Among those believers appear to be a few football players, including Seattle Seahawks quarterback Russell Wilson, who suffered a devastating loss in the Super Bowl in 2015 when he threw an interception against the New England Patriots. He later blamed God.
“The play happens, and they pick the ball off. And I take three steps,” Wilson recalled some months later in 2015 (via NESN.com). “And on the third step God says to me, ‘I’m using you … I want to see how you respond. But most importantly, I want them to see how you respond.’ ”

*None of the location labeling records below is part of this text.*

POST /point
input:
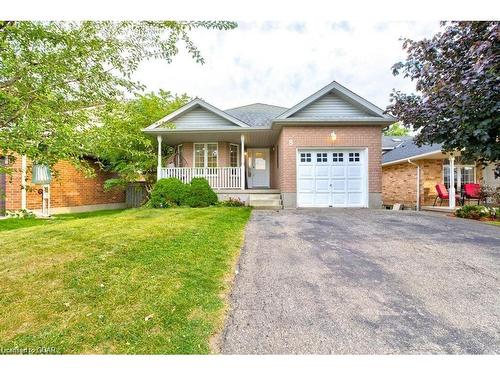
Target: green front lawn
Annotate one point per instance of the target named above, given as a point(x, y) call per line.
point(136, 281)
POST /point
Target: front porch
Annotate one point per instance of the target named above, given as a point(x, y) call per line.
point(413, 182)
point(226, 164)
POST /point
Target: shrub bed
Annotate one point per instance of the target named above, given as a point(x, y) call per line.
point(169, 192)
point(201, 194)
point(477, 212)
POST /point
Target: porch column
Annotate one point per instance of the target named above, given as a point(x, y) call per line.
point(451, 192)
point(158, 170)
point(242, 163)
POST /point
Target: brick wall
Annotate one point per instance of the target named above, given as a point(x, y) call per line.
point(295, 137)
point(69, 188)
point(399, 182)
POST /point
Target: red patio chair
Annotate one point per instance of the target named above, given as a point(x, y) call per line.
point(471, 191)
point(443, 194)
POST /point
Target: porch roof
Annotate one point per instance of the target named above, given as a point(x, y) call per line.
point(409, 150)
point(253, 137)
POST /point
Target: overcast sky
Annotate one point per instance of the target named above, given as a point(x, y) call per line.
point(281, 63)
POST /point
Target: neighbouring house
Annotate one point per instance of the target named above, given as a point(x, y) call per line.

So, while God might help determine the winner, according to some Americans, it appears His motives aren’t always straightforward. Don’t tell that to the nearly 50 percent of Americans who believe God favors athletes who are more devout.
Yes, according to this same PRRI poll, 49 percent of Americans believe God grants good health and success to athletes with stronger senses of faith. The percentage of people who believe that rises to 65 for non-white Protestants, 62 percent for white evangelical Protestants, 59 percent for white mainline protestants and 48 percent for Catholics. Meanwhile, just 29 percent of religiously unaffiliated Americans believe God blesses devout athletes more than those who aren’t.
Wilson, who regularly attends a nondenominational, evangelical church in Seattle, is not in the Super Bowl this year. (What’s up with that, God?) But Tom Brady, the quarterback of the team that beat him that year, is.
If the Pats quarterback can take home a fifth Super Bowl ring on Sunday, the nearly 50 percent of Americans who believe God rewards more devout athletes might need to reevaluate their stance. Brady, who was raised Catholic, is less religious and more generically spiritual.
” … I think we’re into everything,” he told the New York Times in 2015. “I don’t know what I believe. I think there’s a belief system, I’m just not sure what it is.”
Brady and the Patriots will face the Atlanta Falcons, led by quarterback Matt Ryan, who was raised Catholic and attended a private high school affiliated with the Quaker faith.
The tenets he learned there, including that no individual is more important than the community, still shape Ryan’s belief system today, according to his father, Mike.
“You don’t have to be a Quaker for the Quaker practices and beliefs to make sense. It’s a good way to live,” he told the Times this week.
God will have His chance to weigh in (or not — 73 percent of Americans don’t believe God cares one way or the other, the survey found) when Super Bowl LI kicks off.